AIFSH / CosyVoice-ComfyUI

a comfyui custom node for CosyVoice
Apache License 2.0
174 stars 22 forks source link

torch.cat(): expected a non-empty list of Tensors #41

Open kong6001 opened 2 months ago

kong6001 commented 2 months ago

torch.cat(): expected a non-empty list of Tensors

File "D:\ai\ComfyUI-aki-v1.3-chumen0731\execution.py", line 317, in execute output_data, output_ui, has_subgraph = get_output_data(obj, input_data_all, execution_block_cb=execution_block_cb, pre_execute_cb=pre_execute_cb) File "D:\ai\ComfyUI-aki-v1.3-chumen0731\execution.py", line 192, in get_output_data return_values = _map_node_over_list(obj, input_data_all, obj.FUNCTION, allow_interrupt=True, execution_block_cb=execution_block_cb, pre_execute_cb=pre_execute_cb) File "D:\ai\ComfyUI-aki-v1.3-chumen0731\execution.py", line 169, in _map_node_over_list process_inputs(input_dict, i) File "D:\ai\ComfyUI-aki-v1.3-chumen0731\execution.py", line 158, in process_inputs results.append(getattr(obj, func)(inputs)) File "D:\ai\ComfyUI-aki-v1.3-chumen0731\custom_nodes\CosyVoice-ComfyUI\nodes.py", line 170, in generate for out_dict in output: File "D:\ai\ComfyUI-aki-v1.3-chumen0731\custom_nodes\CosyVoice-ComfyUI\cosyvoice\cli\cosyvoice.py", line 95, in inference_instruct for model_output in self.model.inference(model_input, stream=stream): File "D:\ai\ComfyUI-aki-v1.3-chumen0731\custom_nodes\CosyVoice-ComfyUI\cosyvoice\cli\model.py", line 158, in inference this_tts_speech_token = torch.concat(self.tts_speech_token_dict[this_uuid], dim=1)

Close

lovefy-eth commented 2 months ago

+1

skimy2023 commented 2 months ago

+1

skimy2023 commented 2 months ago

Have you solved the problem?

kong6001 commented 2 months ago

Have you solved the problem?

No.

kanfengjingderen commented 2 months ago

same problem

nancygd commented 2 months ago

maybe it is env problem, i also meet the problem, but after i create the new env, the problem do not have.

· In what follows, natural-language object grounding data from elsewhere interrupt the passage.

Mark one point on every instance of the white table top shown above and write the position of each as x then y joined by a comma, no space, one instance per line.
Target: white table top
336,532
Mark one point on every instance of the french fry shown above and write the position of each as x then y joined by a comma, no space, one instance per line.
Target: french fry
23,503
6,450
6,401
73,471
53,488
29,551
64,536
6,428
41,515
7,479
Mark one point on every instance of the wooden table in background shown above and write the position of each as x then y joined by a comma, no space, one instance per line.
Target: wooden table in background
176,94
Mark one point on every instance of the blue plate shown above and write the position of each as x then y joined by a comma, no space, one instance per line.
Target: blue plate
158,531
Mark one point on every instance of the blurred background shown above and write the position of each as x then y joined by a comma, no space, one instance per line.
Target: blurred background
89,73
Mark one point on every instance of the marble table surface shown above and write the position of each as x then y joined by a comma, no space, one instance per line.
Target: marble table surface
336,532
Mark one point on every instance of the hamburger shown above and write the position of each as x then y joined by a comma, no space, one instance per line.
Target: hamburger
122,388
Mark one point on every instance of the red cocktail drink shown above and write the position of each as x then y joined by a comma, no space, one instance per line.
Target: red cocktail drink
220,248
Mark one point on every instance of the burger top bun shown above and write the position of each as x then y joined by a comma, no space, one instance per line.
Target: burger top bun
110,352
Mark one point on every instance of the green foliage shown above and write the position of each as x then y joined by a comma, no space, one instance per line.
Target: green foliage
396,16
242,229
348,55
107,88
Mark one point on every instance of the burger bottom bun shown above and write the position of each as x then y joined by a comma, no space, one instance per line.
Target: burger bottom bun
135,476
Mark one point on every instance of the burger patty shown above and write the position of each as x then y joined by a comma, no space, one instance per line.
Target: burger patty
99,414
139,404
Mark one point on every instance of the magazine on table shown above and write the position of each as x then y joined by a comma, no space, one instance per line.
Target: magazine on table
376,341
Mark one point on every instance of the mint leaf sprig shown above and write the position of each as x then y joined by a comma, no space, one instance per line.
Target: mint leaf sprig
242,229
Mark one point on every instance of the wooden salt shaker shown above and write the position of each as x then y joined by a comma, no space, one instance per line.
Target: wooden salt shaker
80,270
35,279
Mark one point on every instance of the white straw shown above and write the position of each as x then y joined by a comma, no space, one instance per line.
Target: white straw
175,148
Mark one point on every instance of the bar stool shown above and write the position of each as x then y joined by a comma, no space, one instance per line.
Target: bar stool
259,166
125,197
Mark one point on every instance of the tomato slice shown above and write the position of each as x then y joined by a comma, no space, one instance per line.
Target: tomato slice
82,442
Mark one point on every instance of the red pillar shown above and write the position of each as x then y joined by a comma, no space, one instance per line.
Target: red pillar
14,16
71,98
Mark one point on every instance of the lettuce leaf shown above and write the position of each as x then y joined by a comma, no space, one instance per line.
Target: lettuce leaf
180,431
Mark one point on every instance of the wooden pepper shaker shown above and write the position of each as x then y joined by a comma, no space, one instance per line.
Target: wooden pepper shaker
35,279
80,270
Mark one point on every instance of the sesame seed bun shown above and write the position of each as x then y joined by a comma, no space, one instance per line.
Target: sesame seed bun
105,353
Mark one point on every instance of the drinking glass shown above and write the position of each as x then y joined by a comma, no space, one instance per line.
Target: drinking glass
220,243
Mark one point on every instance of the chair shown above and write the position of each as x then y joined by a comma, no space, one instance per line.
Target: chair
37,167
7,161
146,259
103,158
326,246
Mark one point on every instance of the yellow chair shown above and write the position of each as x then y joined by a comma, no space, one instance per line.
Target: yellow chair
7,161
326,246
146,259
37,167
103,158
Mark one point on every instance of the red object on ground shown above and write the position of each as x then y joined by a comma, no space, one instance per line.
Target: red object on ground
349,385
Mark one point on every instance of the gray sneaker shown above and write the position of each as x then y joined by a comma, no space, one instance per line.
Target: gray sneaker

piaolingxue commented 2 months ago

RuntimeError: The following operation failed in the TorchScript interpreter. Traceback of TorchScript, serialized code (most recent call last): File "code/torch/cosyvoice/transformer/encoder/_torch_mangle_5.py", line 95, in forward chunk_masks0 = torch.unsqueeze(chunk_masks, 0) chunk_masks1 = torch.and__(masks, chunk_masks0) x0 = torch.layer_norm(x, [1024], CONSTANTS.c5, CONSTANTS.c6)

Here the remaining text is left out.